Despite effective antiretroviral therapy (ART), HIV-1 persists in memory CD4+ T cells as the major barrier to cure. It was recently proposed that HIV-1 can drive the aberrant proliferation of the infected cells through integration into cancer-related genes. The clonally expanding latent reservoir, if present, hampers HIV-1 eradication efforts and should be targeted specifically. However, it remains unclear whether HIV-1 proviruses integrated into cancer-related genes are intact or defective, and how HIV-1 may drive the clonal expansion through integration into cancer-related genes. Several challenges prevent the study of HIV-1 persistence. First, the rarity of HIV-1 infected cells and the lack of reliable markers which can distinguish cells containing inducible HIV-1 (~1-10 per million resting CD4+ T cells) from cells containing defective HIV-1 (~100-1000 per million resting CD4+ T cells) and uninfected cells makes HIV-1-specific analysis difficult. Second, transcriptome analysis of bulk CD4+ T cells from HIV-1-infected individuals captures mostly the transcriptome of HIV-1 uninfected cells. Third, methods studying HIV-1 integration sites disrupt the HIV-1 genome, while methods studying HIV-1 full-length sequences and replication competence exclude HIV-1 integration sites from amplification. To this end, we developed the innovative, cutting-edge HIV-1 RNA SortSeq which identifies cells containing inducible HIV-1 for single cell RNAseq analysis and the integration site of inducible HIV-1. From blood samples obtained from virally suppressed individuals, we identified HIV-1-host chimeric RNA which depicts inducible HIV-1 RNA and HIV-1 integration sites at the same time. Further, we identified three patterns of HIV-1-host interactions: 1) read-through transcription, 2) host RNA splicing into HIV-1 RNA, creating novel transcription variants encoding a host-HIV-1 fusion protein, and 3) HIV-1 RNA splicing into host RNA, indicating HIV-1 driven host (cancer- related) gene expression.
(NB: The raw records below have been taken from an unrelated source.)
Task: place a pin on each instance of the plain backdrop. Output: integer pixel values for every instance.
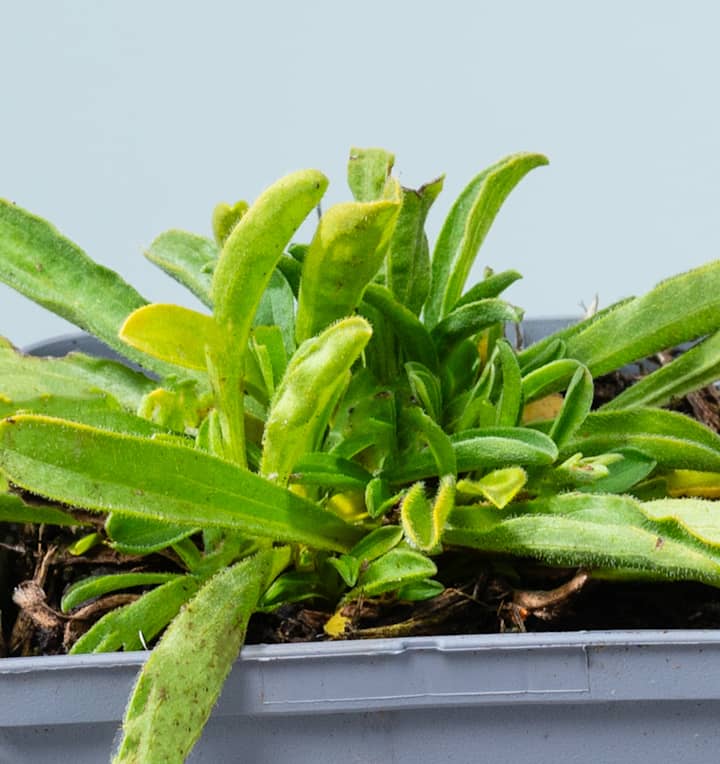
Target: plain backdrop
(119, 120)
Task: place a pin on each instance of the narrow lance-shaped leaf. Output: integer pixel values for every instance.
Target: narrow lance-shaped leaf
(301, 409)
(673, 440)
(485, 448)
(14, 510)
(472, 318)
(24, 378)
(94, 410)
(126, 627)
(414, 338)
(257, 242)
(97, 470)
(348, 247)
(408, 259)
(172, 333)
(594, 531)
(160, 724)
(245, 267)
(190, 259)
(677, 310)
(530, 357)
(466, 227)
(39, 262)
(138, 535)
(695, 368)
(97, 586)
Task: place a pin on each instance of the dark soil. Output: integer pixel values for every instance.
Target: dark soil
(482, 596)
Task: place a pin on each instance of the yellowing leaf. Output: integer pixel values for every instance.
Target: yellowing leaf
(171, 333)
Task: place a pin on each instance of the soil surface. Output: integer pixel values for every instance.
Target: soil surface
(481, 596)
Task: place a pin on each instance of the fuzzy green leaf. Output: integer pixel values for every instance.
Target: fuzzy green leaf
(346, 252)
(491, 286)
(96, 586)
(126, 627)
(582, 530)
(160, 724)
(695, 368)
(137, 535)
(486, 448)
(225, 217)
(673, 440)
(471, 318)
(575, 408)
(25, 378)
(549, 378)
(37, 261)
(510, 403)
(98, 470)
(14, 510)
(677, 310)
(499, 486)
(466, 227)
(368, 171)
(396, 568)
(329, 470)
(414, 337)
(301, 409)
(277, 310)
(244, 270)
(171, 333)
(408, 259)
We hypothesize that HIV-1 which are integrated into cancer-related genes may drive the proliferation of the infected cells and promote HIV-1 persistence through HIV-1-host RNA interactions. Our goal is to examine whether HIV-1 integration into cancer-related genes causes clonal expansion (Aim 1) and to identify the mechanisms of HIV-1-driven proliferation (Aim 2).
In Aim 1, we will obtain blood samples from virally suppressed individuals at different time points to determine whether inducible HIV-1 which are integrated into cancer-related genes undergo clonal expansion using HIV-1 RNASortSeq. We will determine whether HIV-1 integration into cancer-related gene changes the host cell transcriptome at the single cell level. We will examine the contribution of T cell activation, antigen-driven proliferation and homeostatic proliferation in HIV-1 clonal expansion.
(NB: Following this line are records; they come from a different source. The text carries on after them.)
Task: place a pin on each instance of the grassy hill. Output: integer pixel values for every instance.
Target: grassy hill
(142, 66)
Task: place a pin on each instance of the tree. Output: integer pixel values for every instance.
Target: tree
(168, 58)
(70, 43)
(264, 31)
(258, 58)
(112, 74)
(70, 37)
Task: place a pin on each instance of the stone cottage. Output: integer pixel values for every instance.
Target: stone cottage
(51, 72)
In Aim 2, we will use our established cell line model to examine HIV-1- host RNA interactions and clonal expansion upon HIV-1-specific and integration site-specific stimulations. Overall, we will examine HIV-1 persistence and clonal expansion at the single cell level, which will facilitate the development of a more effective HIV-1 cure strategies targeting the clonally expanding latent reservoir.
Despite effective antiretroviral therapy, HIV-1 persists in the latent reservoir as the major barrier to cure. HIV-1- infected cells may even undergo clonal expansion through antigen-driven proliferation, homeostatic proliferation, and HIV-1-driven aberrant proliferation. We developed a novel method to examine how HIV-1 interacts with the host genome and promotes the clonal expansion of HIV-1 infected cells.